El protagonista de la novela que leo decide seguir el consejo de su amigo, dado que «todos hemos pensado alguna vez en dejar la vida que llevamos y (…) deseado ser otro». Así es que empieza a escribir su novela. En la novela que escribe, el protagonista es un editor, harto de lo que es su vida. A poco de empezada la novela, el editor recibe el manuscrito de una novela. La noche del mismo día en que lo recibe, cuando aún no ha leído sino las primeras líneas, que lee de una ojeada al recibir el manuscrito, comprende que hay algo roto en su interior, que su matrimonio es un fracaso, que su vida ya no da para más. Entonces, mientras camina por la calle de regreso a casa llevando el manuscrito, una gárgola de piedra se desprende de un edificio y se rompe en pedazos contra la acera tras pasar a centímetros de su cabeza, y le deja claro que podría haberlo matado, que podría estar muerto, que se ha salvado por milagro; con lo que el protagonista de la novela que leo retoma el episodio de aquella otra novela que le fue sugerido por su amigo como referencia para escribir una novela: el protagonista de la novela que escribe coge un taxi, parte de inmediato al aeropuerto y compra boleto para el siguiente avión, que está por despegar, sin importarle a dónde va.

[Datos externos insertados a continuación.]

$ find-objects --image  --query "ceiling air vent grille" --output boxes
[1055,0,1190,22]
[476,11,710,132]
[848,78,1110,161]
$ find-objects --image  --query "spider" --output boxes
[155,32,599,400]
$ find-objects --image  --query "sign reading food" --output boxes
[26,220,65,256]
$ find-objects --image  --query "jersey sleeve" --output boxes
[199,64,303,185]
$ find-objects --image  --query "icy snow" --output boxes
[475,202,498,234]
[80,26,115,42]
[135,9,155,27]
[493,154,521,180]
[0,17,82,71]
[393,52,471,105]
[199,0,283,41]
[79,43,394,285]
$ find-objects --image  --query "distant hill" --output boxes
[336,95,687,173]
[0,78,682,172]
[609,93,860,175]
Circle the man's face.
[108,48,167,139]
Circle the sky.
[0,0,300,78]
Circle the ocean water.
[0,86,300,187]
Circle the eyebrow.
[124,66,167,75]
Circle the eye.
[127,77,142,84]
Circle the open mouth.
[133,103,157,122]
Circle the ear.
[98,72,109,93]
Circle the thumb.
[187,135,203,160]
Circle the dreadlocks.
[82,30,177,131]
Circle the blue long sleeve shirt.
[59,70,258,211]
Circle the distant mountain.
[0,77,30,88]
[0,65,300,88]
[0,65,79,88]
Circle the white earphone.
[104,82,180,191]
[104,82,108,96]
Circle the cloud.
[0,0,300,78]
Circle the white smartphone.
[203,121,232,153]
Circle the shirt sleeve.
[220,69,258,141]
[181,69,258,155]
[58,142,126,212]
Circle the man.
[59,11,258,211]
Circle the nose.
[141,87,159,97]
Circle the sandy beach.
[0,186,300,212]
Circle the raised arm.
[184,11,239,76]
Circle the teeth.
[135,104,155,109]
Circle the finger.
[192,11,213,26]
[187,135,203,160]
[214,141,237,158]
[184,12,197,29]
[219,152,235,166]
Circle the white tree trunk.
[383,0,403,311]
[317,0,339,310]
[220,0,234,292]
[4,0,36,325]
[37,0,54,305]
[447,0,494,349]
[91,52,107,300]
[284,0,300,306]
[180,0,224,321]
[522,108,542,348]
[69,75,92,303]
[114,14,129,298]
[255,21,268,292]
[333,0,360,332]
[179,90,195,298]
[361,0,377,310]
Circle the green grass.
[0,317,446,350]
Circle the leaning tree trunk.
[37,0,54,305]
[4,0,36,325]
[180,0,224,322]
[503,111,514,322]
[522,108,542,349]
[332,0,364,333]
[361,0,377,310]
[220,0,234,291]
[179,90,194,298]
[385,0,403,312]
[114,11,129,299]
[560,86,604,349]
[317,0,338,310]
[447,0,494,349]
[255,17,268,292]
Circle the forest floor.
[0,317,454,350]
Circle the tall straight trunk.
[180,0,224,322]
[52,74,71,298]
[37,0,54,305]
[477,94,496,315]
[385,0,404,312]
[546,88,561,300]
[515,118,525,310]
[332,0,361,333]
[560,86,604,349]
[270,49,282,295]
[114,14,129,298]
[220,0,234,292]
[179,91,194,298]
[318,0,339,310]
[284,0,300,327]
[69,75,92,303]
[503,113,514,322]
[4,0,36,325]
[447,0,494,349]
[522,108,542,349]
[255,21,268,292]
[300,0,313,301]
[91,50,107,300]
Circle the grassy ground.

Ahora bien: el título de la novela manuscrita que recibió el editor es el mismo de la novela que estoy leyendo. Me queda a saber si la novela que estoy leyendo pudiera ser la del manuscrito, y mediante qué artificio narrativo; o si es sólo que su título está tomado de la del manuscrito, y por qué; o si es el título de la novela que leo el que le ha sido dado además al manuscrito, y por qué; o si pudiera ser que la novela que leo es la que está escribiendo su protagonista; o qué dirán la del manuscrito y la que escribe el protagonista de la novela que leo; o cómo proseguirá ésta; o cómo será la relación entre la del manuscrito y la del protagonista; o la de ambas con la que leo; y así, tal vez todavía otras conjeturas posibles.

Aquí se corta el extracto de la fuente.